Chiarisco subito la mia posizione: sono da sempre una fan di Roberto Burioni, che ritengo professionista serio e competente e, in tutta trasparenza, ammetto anche di divertirmi parecchio quando “blasta laggente”.
Confesso inoltre una certa intolleranza nei confronti dei cosiddetti “cittadini informati” che, forti della loro laurea all’università della vita, si curano con polvere di unicorno.
Questo fa di me una snob, elitista, classista in perfetto stile Tom Wolfe?
A mia discolpa posso dire di non aver mai votato Pd, con buona pace di chi, a cadenza ciclica, mi accusa sui social di essere una “pidiota”.
Detto questo, mi pare evidente, addirittura cristallino, che sia stata una certa spocchia “di sinistra” a creare il fenomeno pentaleghista, e che tutti i Burioni, i Saviano, i Serra, i Carofiglio e gli intellettuali radical chic di questo Paese contribuiranno a far governare i gialloverdi non per 5, ma per 30 anni.
Il pensiero è stato espresso ieri all’Assemblea Pd da Dario Corallo (giovane candidato alle Primarie che sfida i big del partito) attraverso un’esternazione discutibile, grossolana, quasi oltraggiosa ma frutto di una riflessione critica che colpisce nel segno: il 99% delle persone semplicemente non può competere, ma il Piddì ha preferito raccontare il restante 1%, e quel 99 lo ha umiliato come “un Burioni qualsiasi” che si diverte a bulleggiare chi ha espresso semplicemente un dubbio.
Ha picchiato ancora più duro, sempre all’Assemblea Pd, Katia Tarasconi, consigliera regionale Emilia Romagna: “Lo spazio a Salvini e ai 5 Stelle lo abbiamo lasciato noi, con le nostre divisioni, correnti, e soprattutto con la nostra presunzione […] Dovremmo provare a dimostrare di essere una squadra e non un agglomerato di singoli presuntuosi, arroganti e spesso auto-referenziali”.

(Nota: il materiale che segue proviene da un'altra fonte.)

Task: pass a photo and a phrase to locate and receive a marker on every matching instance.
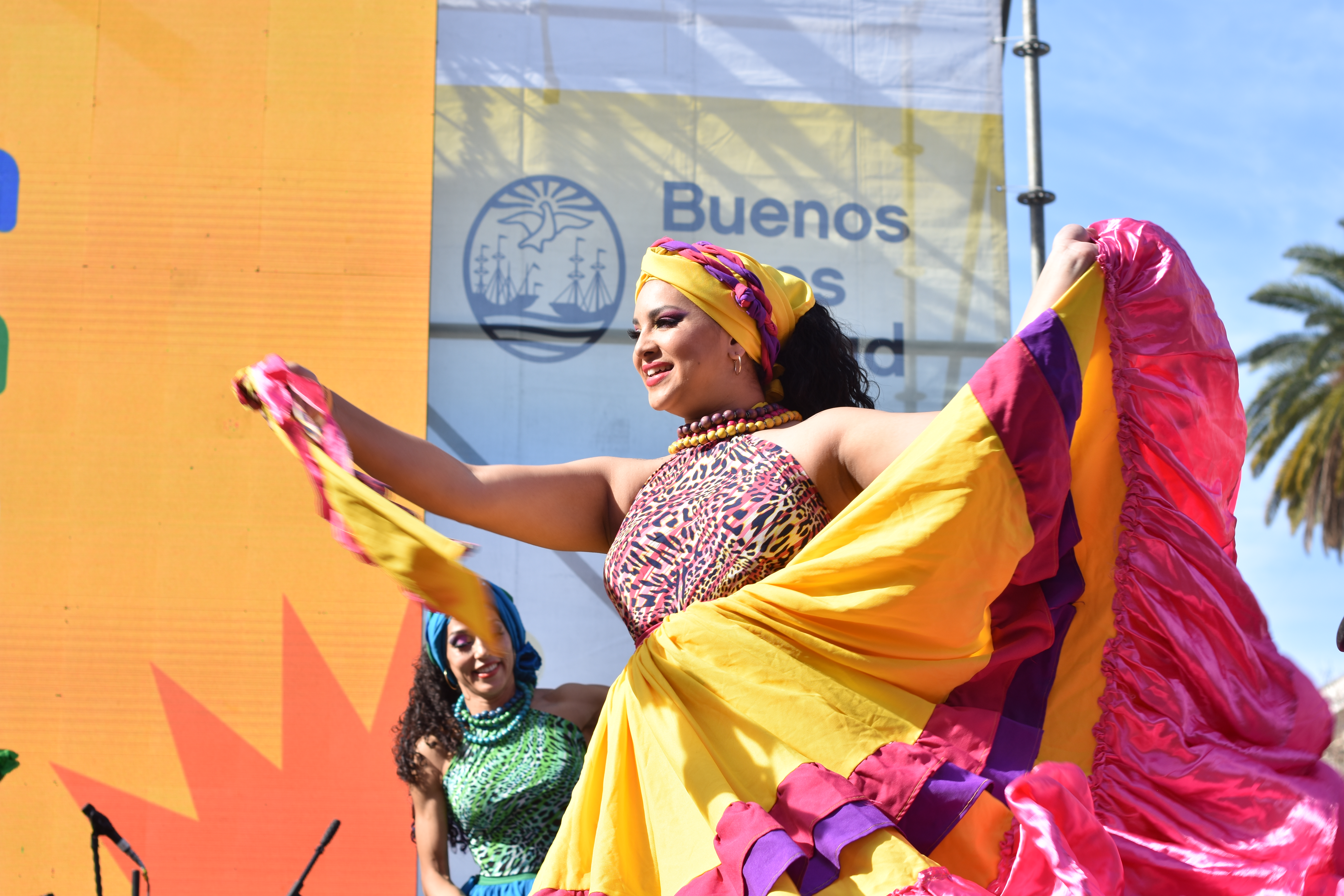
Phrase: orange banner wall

Prima di loro, e col vantaggio di avere a disposizione un libro intero per argomentare, Carlo Calenda, a mio modesto parere uno dei pochi nel Pd ad aver mantenuto una certa lucidità (o quanto meno a non aver paura di esprimerla): in Orizzonti Selvaggi (che consiglio a tutti i rivoluzionari da salotto di stampo renziano) ha avanzato la stessa critica nei confronti di un partito che si è allontanato troppo dagli elettori, dimostrandosi incapace di comprendere la profondità delle loro inquietudini.
Propongo qui uno dei passaggi più significativi:
Il M5S è diventato il primo partito, candidando come presidente del Consiglio un giovane di 31 anni privo di qualsiasi rilevante esperienza professionale. Luigi Di Maio è stato attaccato su questo punto dai partiti tradizionali di destra e di sinistra per tutta la durata della campagna elettorale. Un grave errore. La democrazia non si fonda sul cv, ma sulla rappresentanza, e le elezioni non sono un colloquio di lavoro. La rappresentanza non dipende dalla competenza tecnica ma dalla capacità di essere in contatto con la società. Attaccando Di Maio da questa prospettiva i partiti tradizionali hanno confermato il loro distacco dalla realtà.
La casta intellettuale di sinistra, del tutto incapace di fare autocritica, che attacca sui congiuntivi invece che sui contenuti, pure essendosi alienata il consenso della maggioranza continua a rifiutare di sintonizzarsi sul comune sentire del popolo, nella perenne convinzione di non essere lei a sbagliare ma che siano gli elettori a non capire.
E proprio sulle ceneri del “metodo Burioni” è nata la Terza Repubblica, sui resti di chi, forte di una sedicente superiorità intellettuale, l’ha usata per schernire la massa, trattando gli ignoranti con superiorità, credendo di poter travolgere la stupidità con l’ironia.
Per dirla con Nanni Moretti: “Con questi dirigenti, non vinceremo mai”.
Per dirla con la sopracitata Katia Tarasconi: “Ritiratevi tutti”.